Re: [RFC PATCH v2 1/2] vfs: syscalls: add mkdirat2() that returns an O_DIRECTORY fd
From: Christian Brauner
Date: Tue Apr 28 2026 - 05:04:21 EST
On Mon, Apr 27, 2026 at 06:30:42PM +0200, Mateusz Guzik wrote:
> On Mon, Apr 27, 2026 at 5:14 PM Christian Brauner <brauner@xxxxxxxxxx> wrote:
> >
> > > Things proceed to handle_truncate:
> > > int error = get_write_access(inode);
> > > if (error)
> > > return error;
> > >
> > > error = security_file_truncate(filp);
> > > if (!error) {
> > > error = do_truncate(idmap, path->dentry, 0,
> > > ATTR_MTIME|ATTR_CTIME|ATTR_OPEN,
> > > filp);
> > > }
> > >
> > > I'm going to ignore the LSM situation and do_truncate failure modes in this one.
> > >
> > > AFAICS nothing prevents the same user from racing against file creation to
> > > execve it, which starts with exe_file_deny_write_access.
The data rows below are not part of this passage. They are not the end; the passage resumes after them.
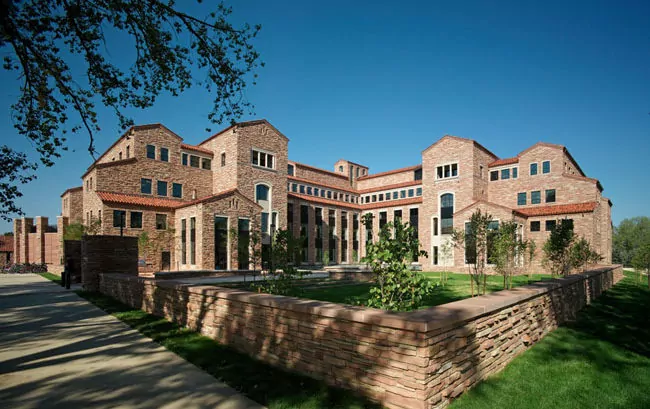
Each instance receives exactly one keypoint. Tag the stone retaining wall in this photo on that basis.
(421, 359)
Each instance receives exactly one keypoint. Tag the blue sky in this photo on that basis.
(377, 82)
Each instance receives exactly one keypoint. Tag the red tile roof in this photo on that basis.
(501, 162)
(196, 149)
(137, 200)
(6, 244)
(390, 172)
(557, 210)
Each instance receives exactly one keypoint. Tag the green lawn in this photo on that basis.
(602, 360)
(457, 288)
(272, 387)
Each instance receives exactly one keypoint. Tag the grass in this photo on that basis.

Should the
> > > other thread win the race, get_write_access will fail and the WARN_ON
> > > splat will be generated. That is definitely a problem.
> >
> > That can't happen:
> >
> > static inline int get_write_access(struct inode *inode)
> > {
> > return atomic_inc_unless_negative(&inode->i_writecount) ? 0 : -ETXTBSY;
> > }
> >
> > and the check is:
> >
> > error = handle_truncate(idmap, file);
> > if (unlikely(error > 0)) {
> >
> > This was a catch all for broken LSM hook or ->open() instance.
> >
>
> So with this prog:
> #include <fcntl.h>
>
> int main(void)
> {
> open("test", O_TRUNC);
> }
>
> I verified writecount is 0 on entry to handle_truncate like so:
>
> bpftrace -e 'kprobe:security_file_truncate { @[comm, (int64)((struct
> file *)arg0)->f_path.dentry->d_inode->i_writecount.counter] = count();
> }'
>
> @[a.out, 1]: 1
>
> i.e., get_write_access in handle_truncate transitioned the count 0 -> 1
>
> but then what prevents the following race:
>
> CPU0 CPU1
> open("test") execve("test")
> handle_truncate do_open_execat
> exe_file_deny_write_access # should
> succeed as count is 0?
> get_write_access # should fail as the count is now -1?
I'm not arguing that get_write_access() cannot fail. I'm arguing that it
cannot hit that WARN_ON() as you said above because get_write_access()
returns either 0 or -ETXTBUSY.